From the February 28, 2002 edition of . . . 
The Casa Grande Dispatch
Posted to PoisonedWells.com Saturday, March 9,2002
Images added by PoisonedWells.com
Wood Field lease chronology
 
By AUBIN TYLER Valley Life Editor, Casa Grande Dispatch
February 28, 2002


Click on any image for a larger view.  Some images are scans of faxes, hence the poor quality
Cover letter from OHS to Pinal County indicating OHS had signed the lease, and were making the lease payment..

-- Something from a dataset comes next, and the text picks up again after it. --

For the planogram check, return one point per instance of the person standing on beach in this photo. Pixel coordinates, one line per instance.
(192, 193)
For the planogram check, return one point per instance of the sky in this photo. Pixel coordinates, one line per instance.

Affidavit of Publication of Legal Notice declaring Pinal Board of Supervisors promise to sign OHS lease.
Board of Supervisors Jan. 16 Meeting Agenda ( see Consent Items on page 2).  Adobe Acrobat reader required.
Ruiz's letter to OHS announcing he was reneging on the deal.
Letter from Pinal County returning OHS check for publication of Legal Notice declaring Pinal Board of Supervisors would honor the OHS lease.
Letter from Pinal County returning OHS check for lease payment
In his letter of Jan. 18, 2002, county supervisor Lionel Ruiz informed Oracle Historical Society that he was giving the lease to another group, claiming he had received no correspondence from OHS since February of 2000.  Indeed, there were no letters from OHS to Ruiz after that date.  Yet there was plenty of communication between OHS and the county regarding the Wood Field Lease over the next two years.  Former OHS Vice President David Dobler said Ruiz himself had assured him in separate conversations by phone and at the Oracle Oaks Festival in April of 2000 that the property would be transferred to OHS and that Ruiz would talk to Pinal County manager Stan Griffis and the county attorney to "get rolling." 

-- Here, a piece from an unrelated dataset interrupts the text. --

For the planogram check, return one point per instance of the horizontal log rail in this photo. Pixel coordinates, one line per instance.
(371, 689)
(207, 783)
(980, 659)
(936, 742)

But Dobler heard nothing further and in September of 2000, he wrote to Griffis inquiring about the status of the lease.  A few weeks later, he received a letter from Deputy County Attorney Glenn Johnson stating that the county had assigned Johnson to draft the lease.

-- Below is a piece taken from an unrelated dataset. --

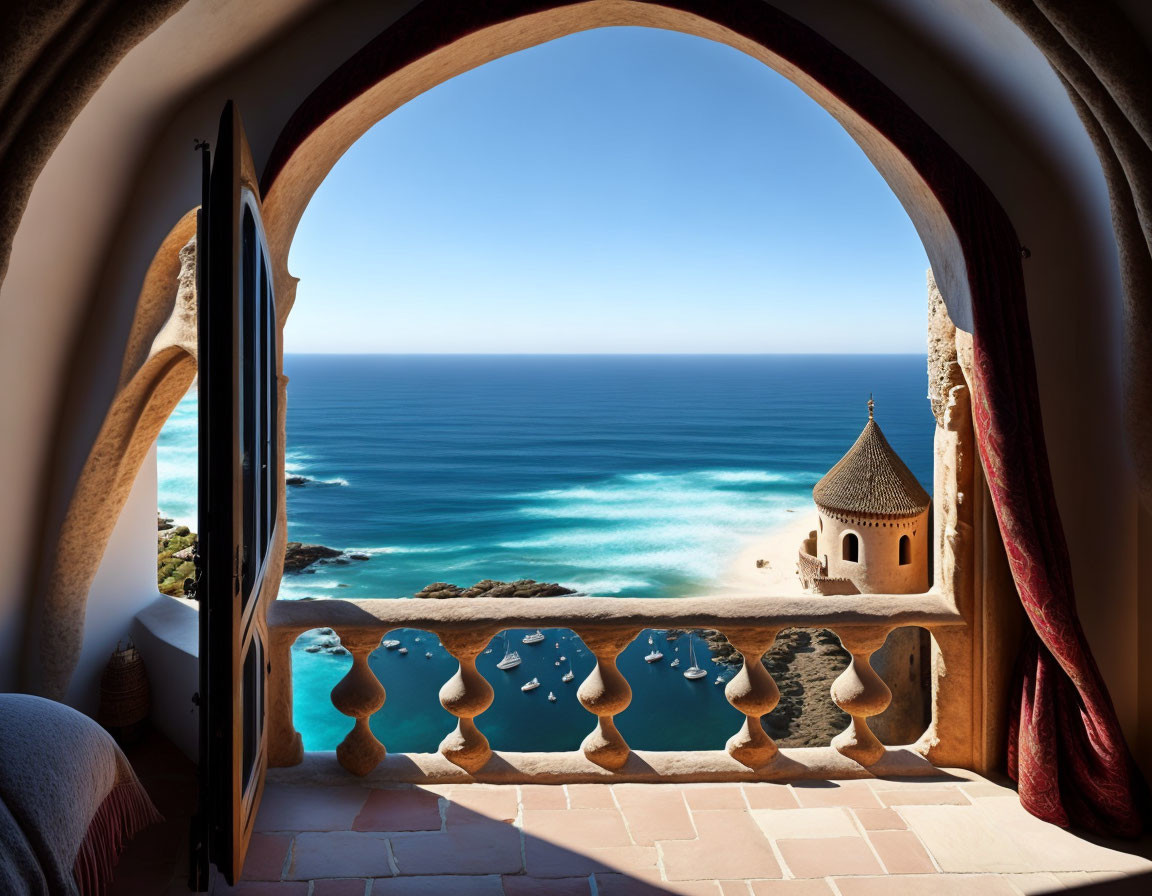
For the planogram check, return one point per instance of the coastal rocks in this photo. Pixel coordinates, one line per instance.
(803, 662)
(524, 587)
(174, 549)
(300, 556)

OHS representatives met with Johnson in Florence on Oct. 13, 2000.  Johnson requested that three conditions be fulfilled: 1) determination of use; 2) appraisal of the property and 3) liability insurance.

These requests were carried out between October of 2000 and April of 2001.  In April, OHS reviewed Johnson's draft lease.  Between April and September, Dobler continued negotiations with Johnson on specific lease conditions requiring remedy.

"We needed to fine-tune the language of the lease, because the county was asking that the property be returned in better condition that it was received, but nobody actually knew the condition of the property," explained Schiek.

Woodruff had long had environmental concerns about the property since its bus yard days.  "When the school took the gasoline tanks out, it tested the soil around the tanks, but nobody tested the grease pit where they poured the used oil from the buses.  Sometimes they poured it around the fence line too, to keep down the seeds," she said.  "My well is contaminated.  The oil breaks down but not the hydrocarbons or the heavy metals."

There were also matters of property maintenance and safety to be worked out.  "We had asked the county to secure a small building on the property, the grease pit and the fence, which was in a bad state of disrepair," said Dobler.

According to Dobler, Johnson agreed that the language of the lease needed further work and that his office would make the needed adjustments.  Betty Harmon, who took over negotiations when Dobler stepped down from the OHS board at the end of his term, received the revised lease from Johnson in November.

The OHS board approved the lease at its regular meeting in December.  It sent the signed lease and $25 lease fee to Johnson on December 18, 2001.  Concurrently, Pinal County published its Legal Notice of Intent to Enter into Lease with OHS for four consecutive weeks in the Casa Grande Dispatch.

The lease agreement was to be approved at the supervisors' Jan. 16, 2002 meeting, but the item was suddenly removed from the agenda.

Two days later OHS received a letter from Ruiz stating: "We assumed your organization was no longer interested in acquiring the property," which left him "no choice but to continue the process with (another) organization."

At the end of January, the county sent OHS a bill for $84.29 for the four weeks of advertising in the Dispatch.  Two days later, a phone message from the county requested OHS to disregard that bill.